Electrical connectors such as bushings and plugs are typically produced from a substrate made of an alloy on copper basis, which provides good electrical conductivity. If the electrical connector is exposed to higher temperatures during operation, such as under the engine hood of a motor vehicle, the substrate is made from an alloy on copper basis having high stability and a high strain-relaxation resistance.
A cover layer is often applied on the substrate to reduce tarnishing of the copper-based substrate at higher temperatures and to improve the soldering ability. Typical cover layers are made of nickel, palladium/nickel alloys, tin or tin alloys. To minimize costs, tin is often used, predominantly fire-tinned or galvanically deposited layers in the range of a few μm. Tin is characterized by its ductility and its excellent electrical conductivity.
The substrate is usually made of copper-based alloys such as CuSn4-bronze, CuNiSi, etc., which often serve as base material for electrical plug-in connections. At higher temperatures it may happen that copper diffuses out of the substrate and combines with the tin, forming intermetallic compounds such as Cu6Sn5 and Cu3Sn. The formation of such intermetallic compounds reduces the quantity of unreacted or free tin on the surface. This has a detrimental effect on the electrical, corrosion and other performance characteristics.
A “tin layer” produced by heat treatment is referred to as thermo-tin, which is made of intermetallic phases to 100%. Also frequently used are AuCo alloys having nickel undercoating, and Ag surfaces, partly having copper undercoating or nickel undercoating.
So far, however, thermo tin has not shown to be a successful solution in all test situations (such as chemical testing or abrasive loading), and therefore has no more than a very small marketing share.

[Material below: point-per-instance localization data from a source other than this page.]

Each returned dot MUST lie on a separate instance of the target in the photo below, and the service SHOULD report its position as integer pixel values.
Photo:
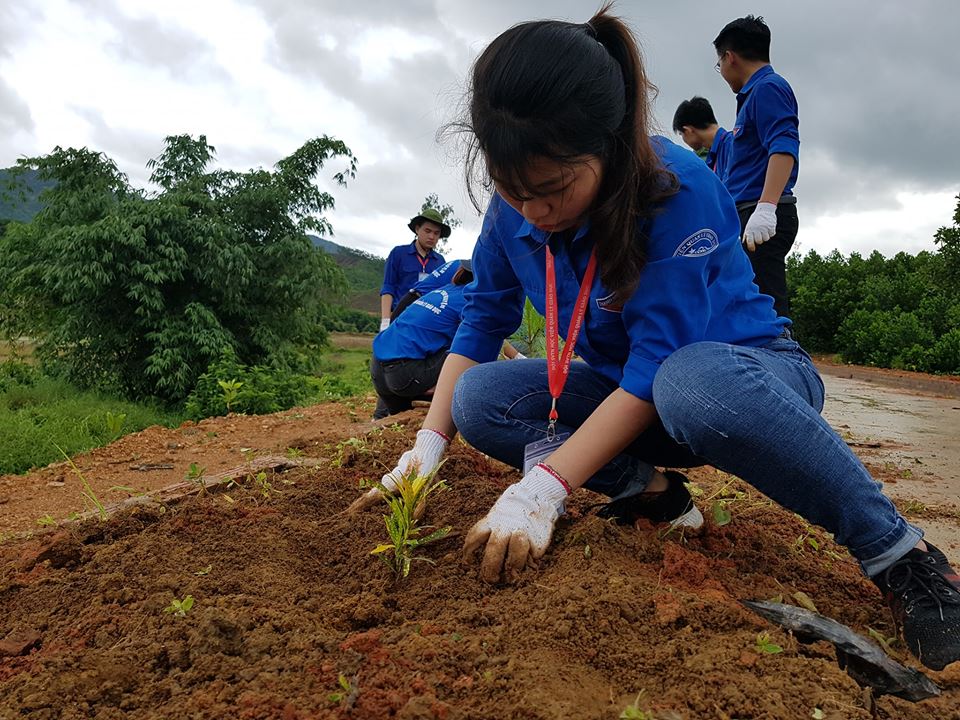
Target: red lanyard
(558, 366)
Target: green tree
(446, 212)
(142, 291)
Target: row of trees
(899, 312)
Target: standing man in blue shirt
(409, 264)
(697, 126)
(766, 153)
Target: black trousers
(769, 260)
(399, 382)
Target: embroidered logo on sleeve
(610, 303)
(702, 242)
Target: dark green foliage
(901, 312)
(39, 413)
(364, 274)
(259, 389)
(141, 292)
(341, 319)
(20, 195)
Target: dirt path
(908, 438)
(294, 619)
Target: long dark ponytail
(562, 91)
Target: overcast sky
(877, 83)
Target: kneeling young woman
(631, 247)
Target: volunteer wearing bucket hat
(408, 264)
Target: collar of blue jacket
(697, 284)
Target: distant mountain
(22, 202)
(364, 273)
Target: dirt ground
(294, 619)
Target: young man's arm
(391, 276)
(385, 302)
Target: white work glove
(761, 226)
(518, 528)
(426, 453)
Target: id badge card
(538, 451)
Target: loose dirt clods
(293, 618)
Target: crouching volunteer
(630, 246)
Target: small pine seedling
(179, 608)
(766, 646)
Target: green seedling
(766, 646)
(406, 505)
(805, 601)
(179, 608)
(721, 513)
(264, 487)
(633, 711)
(195, 475)
(915, 507)
(230, 390)
(346, 688)
(115, 424)
(87, 491)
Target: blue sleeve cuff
(475, 344)
(785, 145)
(638, 376)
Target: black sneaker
(923, 592)
(673, 505)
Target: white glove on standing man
(761, 226)
(426, 453)
(518, 528)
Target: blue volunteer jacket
(404, 268)
(697, 283)
(443, 275)
(767, 123)
(424, 328)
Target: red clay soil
(294, 619)
(940, 385)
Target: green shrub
(252, 389)
(38, 413)
(885, 339)
(139, 291)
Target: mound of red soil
(294, 619)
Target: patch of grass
(38, 413)
(345, 371)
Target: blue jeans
(751, 412)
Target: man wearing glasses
(765, 156)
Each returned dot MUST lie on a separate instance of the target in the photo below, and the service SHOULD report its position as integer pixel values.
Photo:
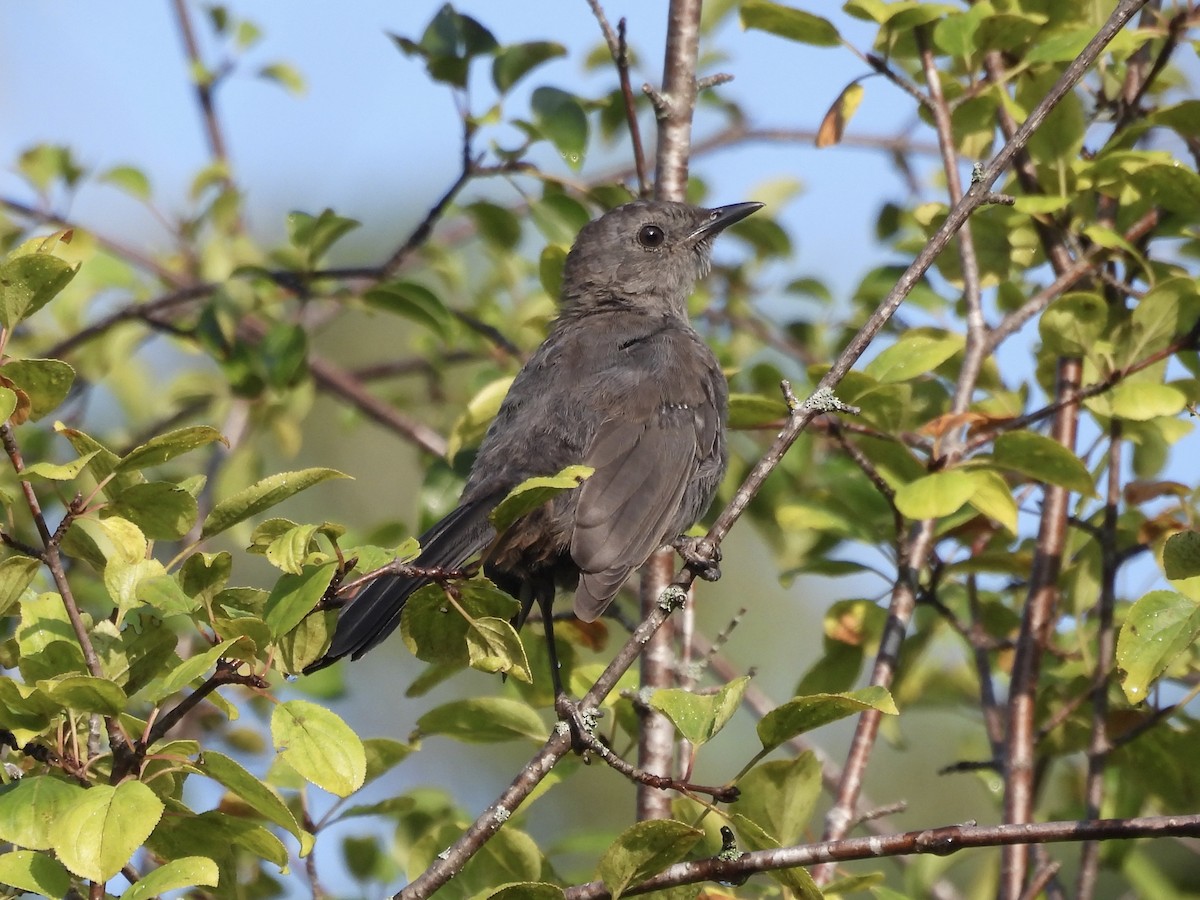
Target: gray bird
(623, 384)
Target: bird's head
(647, 253)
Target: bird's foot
(581, 723)
(701, 555)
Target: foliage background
(373, 139)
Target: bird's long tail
(375, 612)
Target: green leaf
(1139, 401)
(1159, 627)
(190, 670)
(103, 828)
(53, 472)
(700, 717)
(291, 550)
(477, 417)
(935, 496)
(35, 873)
(515, 61)
(131, 180)
(16, 575)
(493, 646)
(259, 796)
(319, 745)
(751, 411)
(528, 891)
(29, 282)
(160, 510)
(262, 496)
(163, 448)
(790, 23)
(47, 383)
(1073, 324)
(449, 43)
(383, 754)
(1181, 556)
(802, 714)
(7, 403)
(561, 119)
(436, 633)
(497, 225)
(29, 808)
(1043, 460)
(643, 850)
(294, 597)
(285, 76)
(550, 269)
(313, 235)
(994, 498)
(102, 465)
(780, 797)
(85, 694)
(483, 720)
(533, 492)
(183, 873)
(915, 354)
(414, 303)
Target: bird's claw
(701, 555)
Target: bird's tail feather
(375, 612)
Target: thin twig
(939, 841)
(1105, 641)
(1037, 622)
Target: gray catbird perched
(623, 384)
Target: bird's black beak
(721, 217)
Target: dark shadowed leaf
(35, 873)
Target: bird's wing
(633, 499)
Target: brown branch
(205, 85)
(1037, 623)
(342, 384)
(655, 737)
(1074, 271)
(939, 841)
(53, 561)
(619, 52)
(117, 249)
(677, 102)
(226, 673)
(490, 821)
(977, 329)
(1105, 642)
(661, 784)
(1185, 342)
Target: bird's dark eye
(651, 237)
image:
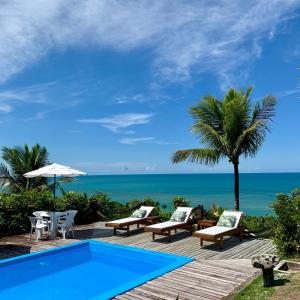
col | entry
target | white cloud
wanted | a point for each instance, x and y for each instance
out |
(184, 36)
(152, 140)
(122, 121)
(133, 141)
(38, 116)
(4, 107)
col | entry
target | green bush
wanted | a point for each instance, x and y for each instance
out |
(13, 212)
(180, 201)
(215, 211)
(261, 226)
(287, 223)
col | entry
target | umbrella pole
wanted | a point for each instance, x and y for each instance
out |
(54, 194)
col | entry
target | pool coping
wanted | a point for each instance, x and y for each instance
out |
(179, 262)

Moreover, it is conventional that tin alloys, due to their low hardness or their low wear resistance, have a tendency to increased oxidation (chafing corrosion) and to abrasion as a result of frequent plug-ins or vehicle-related or engine-related vibrations in the plug connector. This abrasion or chafing corrosion may lead to malfunctioning of a component (sensor, control unit, electrical components in general).

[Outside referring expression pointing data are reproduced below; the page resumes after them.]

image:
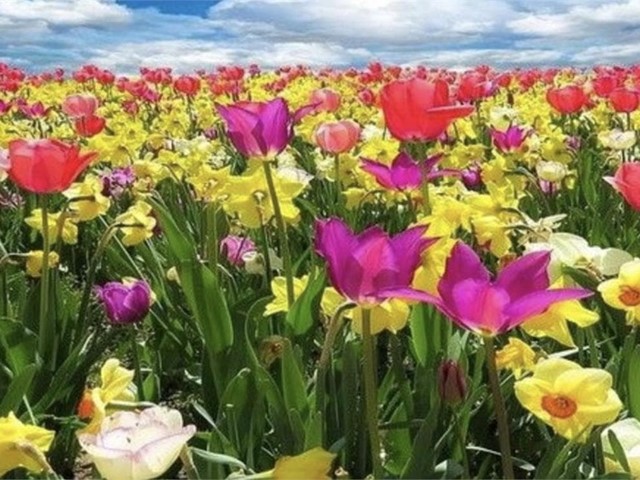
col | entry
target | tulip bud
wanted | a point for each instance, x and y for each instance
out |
(452, 385)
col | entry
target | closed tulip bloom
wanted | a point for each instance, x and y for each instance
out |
(46, 166)
(624, 100)
(125, 303)
(337, 137)
(187, 85)
(137, 446)
(81, 105)
(566, 100)
(371, 267)
(418, 109)
(627, 182)
(474, 301)
(325, 100)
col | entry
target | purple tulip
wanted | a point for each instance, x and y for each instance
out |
(235, 248)
(405, 173)
(125, 303)
(260, 129)
(509, 140)
(471, 299)
(371, 267)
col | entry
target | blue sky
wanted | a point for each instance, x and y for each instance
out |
(191, 34)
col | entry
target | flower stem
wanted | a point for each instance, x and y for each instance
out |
(282, 233)
(370, 393)
(47, 326)
(325, 357)
(136, 364)
(500, 409)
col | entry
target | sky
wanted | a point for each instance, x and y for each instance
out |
(123, 35)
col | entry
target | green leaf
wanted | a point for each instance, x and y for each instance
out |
(633, 386)
(17, 390)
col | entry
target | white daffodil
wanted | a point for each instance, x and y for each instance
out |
(137, 446)
(574, 251)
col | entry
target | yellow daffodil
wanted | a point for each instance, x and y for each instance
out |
(115, 384)
(623, 292)
(86, 199)
(516, 356)
(57, 223)
(136, 224)
(34, 262)
(569, 398)
(23, 445)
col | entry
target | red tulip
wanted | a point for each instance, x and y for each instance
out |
(569, 99)
(187, 85)
(337, 137)
(46, 166)
(627, 182)
(417, 109)
(77, 106)
(325, 99)
(624, 100)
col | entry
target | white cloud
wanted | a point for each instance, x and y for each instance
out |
(189, 55)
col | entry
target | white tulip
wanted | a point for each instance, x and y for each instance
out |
(137, 446)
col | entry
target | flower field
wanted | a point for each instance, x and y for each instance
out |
(384, 272)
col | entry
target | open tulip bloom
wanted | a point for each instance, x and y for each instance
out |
(371, 267)
(476, 302)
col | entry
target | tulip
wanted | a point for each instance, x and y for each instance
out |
(46, 166)
(624, 100)
(337, 137)
(260, 129)
(566, 100)
(125, 303)
(471, 299)
(187, 84)
(452, 385)
(627, 182)
(325, 100)
(77, 106)
(405, 173)
(371, 267)
(235, 248)
(417, 109)
(137, 446)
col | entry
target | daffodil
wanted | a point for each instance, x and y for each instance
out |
(34, 262)
(623, 292)
(87, 200)
(569, 398)
(115, 384)
(136, 224)
(57, 224)
(23, 445)
(516, 356)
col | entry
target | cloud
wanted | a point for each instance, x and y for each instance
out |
(42, 34)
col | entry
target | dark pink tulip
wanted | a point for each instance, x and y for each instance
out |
(372, 266)
(471, 299)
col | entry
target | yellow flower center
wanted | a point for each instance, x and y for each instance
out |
(630, 296)
(559, 406)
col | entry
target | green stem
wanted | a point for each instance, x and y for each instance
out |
(325, 357)
(500, 409)
(370, 393)
(136, 364)
(282, 233)
(47, 327)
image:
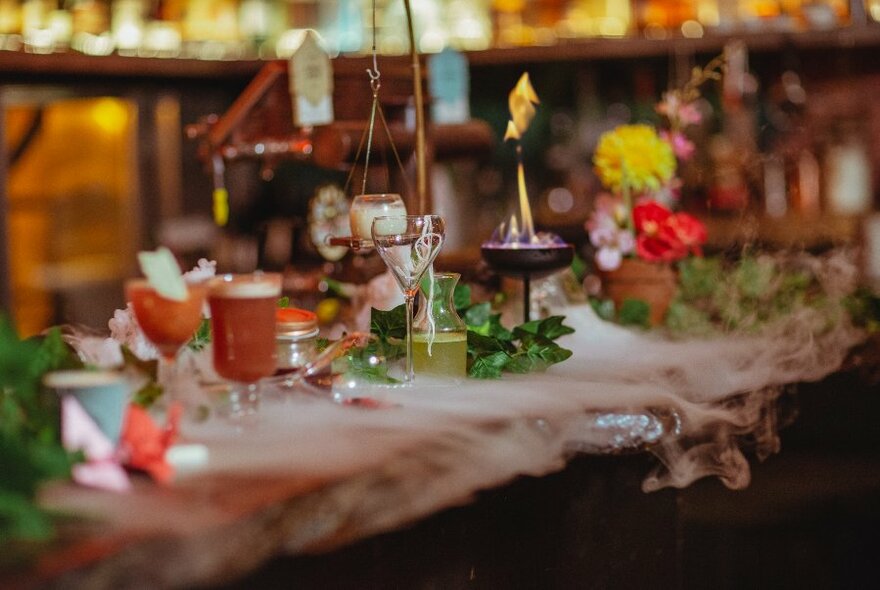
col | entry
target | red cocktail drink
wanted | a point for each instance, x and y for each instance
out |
(167, 323)
(243, 322)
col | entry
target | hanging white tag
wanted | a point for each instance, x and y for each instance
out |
(310, 76)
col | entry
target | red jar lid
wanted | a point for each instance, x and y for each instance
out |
(293, 321)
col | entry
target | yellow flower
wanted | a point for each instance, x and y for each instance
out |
(635, 157)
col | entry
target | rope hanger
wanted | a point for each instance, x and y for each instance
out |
(376, 108)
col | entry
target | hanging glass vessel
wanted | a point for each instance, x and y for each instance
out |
(439, 333)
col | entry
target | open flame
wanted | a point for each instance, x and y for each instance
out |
(521, 101)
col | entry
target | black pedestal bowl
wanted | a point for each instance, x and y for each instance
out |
(526, 263)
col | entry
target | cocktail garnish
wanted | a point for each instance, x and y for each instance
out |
(163, 273)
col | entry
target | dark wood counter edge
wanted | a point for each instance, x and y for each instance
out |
(261, 517)
(257, 519)
(71, 63)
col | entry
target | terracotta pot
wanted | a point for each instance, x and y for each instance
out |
(652, 282)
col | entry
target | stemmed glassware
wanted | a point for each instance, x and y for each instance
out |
(167, 323)
(408, 244)
(243, 325)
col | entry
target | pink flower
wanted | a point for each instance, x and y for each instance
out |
(608, 234)
(690, 231)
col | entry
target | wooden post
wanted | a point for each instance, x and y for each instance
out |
(421, 166)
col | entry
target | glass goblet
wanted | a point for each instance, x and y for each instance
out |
(167, 323)
(408, 244)
(243, 327)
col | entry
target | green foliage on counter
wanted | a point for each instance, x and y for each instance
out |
(492, 348)
(30, 438)
(751, 293)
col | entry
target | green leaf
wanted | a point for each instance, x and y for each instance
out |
(488, 366)
(362, 363)
(477, 316)
(147, 395)
(202, 337)
(753, 276)
(635, 312)
(698, 277)
(550, 327)
(461, 297)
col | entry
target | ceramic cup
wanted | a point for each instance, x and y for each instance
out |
(102, 394)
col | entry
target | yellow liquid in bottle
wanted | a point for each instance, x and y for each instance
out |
(448, 354)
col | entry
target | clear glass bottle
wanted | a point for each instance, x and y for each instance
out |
(439, 333)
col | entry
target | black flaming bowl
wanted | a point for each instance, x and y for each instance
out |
(529, 261)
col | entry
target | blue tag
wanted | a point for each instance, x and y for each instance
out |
(449, 84)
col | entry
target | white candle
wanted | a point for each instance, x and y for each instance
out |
(367, 207)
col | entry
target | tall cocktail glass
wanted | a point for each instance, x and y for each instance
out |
(408, 244)
(167, 323)
(243, 329)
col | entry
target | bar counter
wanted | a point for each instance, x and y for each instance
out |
(315, 476)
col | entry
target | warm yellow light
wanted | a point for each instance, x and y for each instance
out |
(110, 115)
(691, 29)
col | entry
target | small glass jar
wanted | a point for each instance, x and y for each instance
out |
(366, 207)
(296, 332)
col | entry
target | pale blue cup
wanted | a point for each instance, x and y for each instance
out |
(102, 394)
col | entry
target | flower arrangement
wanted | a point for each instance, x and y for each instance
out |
(637, 164)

In addition, due to the high adhesion tendency and the plastic deformation, the plug forces are too high for many application situations such as plug connectors having a high number of (poles, e.g., >100 pins or contacts). Surfaces on the basis of tin and silver, in particular, have a cold welding tendency because of adhesion, and in self pairings are characterized by high friction values (coefficients of friction).
Even with conventional silver or gold layers, tribological wear mechanisms of the base material or the intermediate layer (frequently Cu or Ni) may occur with layer abrasion or layer chipping, due to poor adhesion.
EU directive “Altautorichtlinie” 2000/53 forbids the use of lead-containing tin layers. Since the lead inhibits whisker formation (whiskers are tiny, hair-like crystals), galvanic pure tin promotes whisker growth, which may lead to short-circuits.
In U.S. Pat. No. 5,028,492, a composite coating for electrical contacts is described, which includes a ductile metal matrix and a uniformly distributed polymer component. The polymer component is present in a concentration that reduces the frictional forces that occur when a contact is inserted into a corresponding receptacle. The composite coating provides lower friction and improved frictional oxidation compared to a galvanically deposited tin coating.
U.S. Pat. No. 5,916,695 describes an electrical contact having a copper-based substrate, which has been provided with a tin-based cover layer. To prevent diffusion of the copper from the substrate into the cover layer and the attendant formation of intermetallic layers, a barrier layer is applied between the substrate and the cover layer. This barrier layer contains 20 to 40 weight % of tin and preferably is mostly made up of copper (Cu base). Among others, the tin-based cover layer may include additives such as SiO2, Al2O3, SiC, graphite or MOS2 as lubricants.